Active/warm-standby: A second controller instance is kept warm, mounting the same persistent volume in read-only mode. On failure, the volume is re-mounted read-write on the standby. This requires a shared block-storage tier (AWS EFS, NFS, cloud-specific solutions). Build in-flight still abort, but new builds resume in under 30 seconds.
Jenkins HA (CloudBees CI): The commercial CloudBees distribution supports a true active-active HA configuration with a distributed build queue and no single-controller SPOF. This is what Netflix, Goldman Sachs, and similar firms use. The open-source Jenkins project does not have this capability.

Pro practice: At the point where Jenkins downtime triggers an escalation, the right answer is usually to migrate to a cloud-native CI system (GitHub Actions, Tekton, Argo Workflows) rather than invest further in Jenkins HA. Jenkins HA is an operational investment with diminishing returns. Jenkins excels at flexibility; it does not excel at zero-maintenance availability.
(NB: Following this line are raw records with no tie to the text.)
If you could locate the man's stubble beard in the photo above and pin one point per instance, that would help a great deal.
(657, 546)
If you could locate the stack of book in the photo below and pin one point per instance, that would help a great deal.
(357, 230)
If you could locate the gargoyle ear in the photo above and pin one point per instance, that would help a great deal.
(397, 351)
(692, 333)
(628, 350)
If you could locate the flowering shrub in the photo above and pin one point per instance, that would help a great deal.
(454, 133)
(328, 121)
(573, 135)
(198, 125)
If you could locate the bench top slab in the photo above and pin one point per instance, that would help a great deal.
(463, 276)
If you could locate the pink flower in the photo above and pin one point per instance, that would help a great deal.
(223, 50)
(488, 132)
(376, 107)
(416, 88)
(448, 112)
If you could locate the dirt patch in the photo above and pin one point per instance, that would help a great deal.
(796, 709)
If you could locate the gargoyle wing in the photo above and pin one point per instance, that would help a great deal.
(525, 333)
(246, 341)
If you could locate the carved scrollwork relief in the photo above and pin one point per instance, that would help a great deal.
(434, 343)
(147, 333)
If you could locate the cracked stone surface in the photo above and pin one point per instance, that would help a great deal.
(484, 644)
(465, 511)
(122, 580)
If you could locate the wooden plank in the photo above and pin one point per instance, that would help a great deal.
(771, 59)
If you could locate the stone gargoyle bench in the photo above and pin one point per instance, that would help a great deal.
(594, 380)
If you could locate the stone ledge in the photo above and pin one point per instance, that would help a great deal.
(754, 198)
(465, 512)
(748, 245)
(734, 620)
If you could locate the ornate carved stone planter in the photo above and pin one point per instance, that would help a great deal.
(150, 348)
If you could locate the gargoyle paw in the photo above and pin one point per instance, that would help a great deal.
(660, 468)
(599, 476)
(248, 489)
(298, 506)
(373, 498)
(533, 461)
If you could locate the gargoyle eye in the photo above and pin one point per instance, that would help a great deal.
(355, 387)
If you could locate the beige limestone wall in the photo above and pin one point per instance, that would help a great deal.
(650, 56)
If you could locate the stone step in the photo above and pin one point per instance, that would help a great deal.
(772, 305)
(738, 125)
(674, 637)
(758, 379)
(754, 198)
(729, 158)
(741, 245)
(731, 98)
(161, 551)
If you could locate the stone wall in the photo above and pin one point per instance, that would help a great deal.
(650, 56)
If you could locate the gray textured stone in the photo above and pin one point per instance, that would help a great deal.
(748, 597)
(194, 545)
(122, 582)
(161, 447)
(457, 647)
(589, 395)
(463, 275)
Regardless of HA tier, apply these operational hygiene practices at every scale:

Run the controller with zero executors (numExecutors: 0 in JCasC). The controller process should only orchestrate; all build work goes to agents. This keeps the controller stable and prevents noisy-neighbor build load from impacting the UI and API.
Set build discarders on every job — cap build history by count and/or age. Unbounded build history will fill the disk and slow the UI.
Monitor /metrics (Prometheus plugin) and alert on controller heap usage above 80%, executor queue depth, and disk pressure on $JENKINS_HOME.
Run periodic configuration export using JCasC: curl -X POST $JENKINS_URL/configuration-as-code/export and diff the output against your pinned jenkins.yaml. Any drift means someone clicked the UI and your IaC is stale.

Together, these four disciplines — tested backups, pinned plugins, JCasC-managed configuration, and appropriate HA architecture — transform Jenkins from a fragile shared service into reliable, auditable CI infrastructure that can survive on-call rotations and company growth without heroic interventions.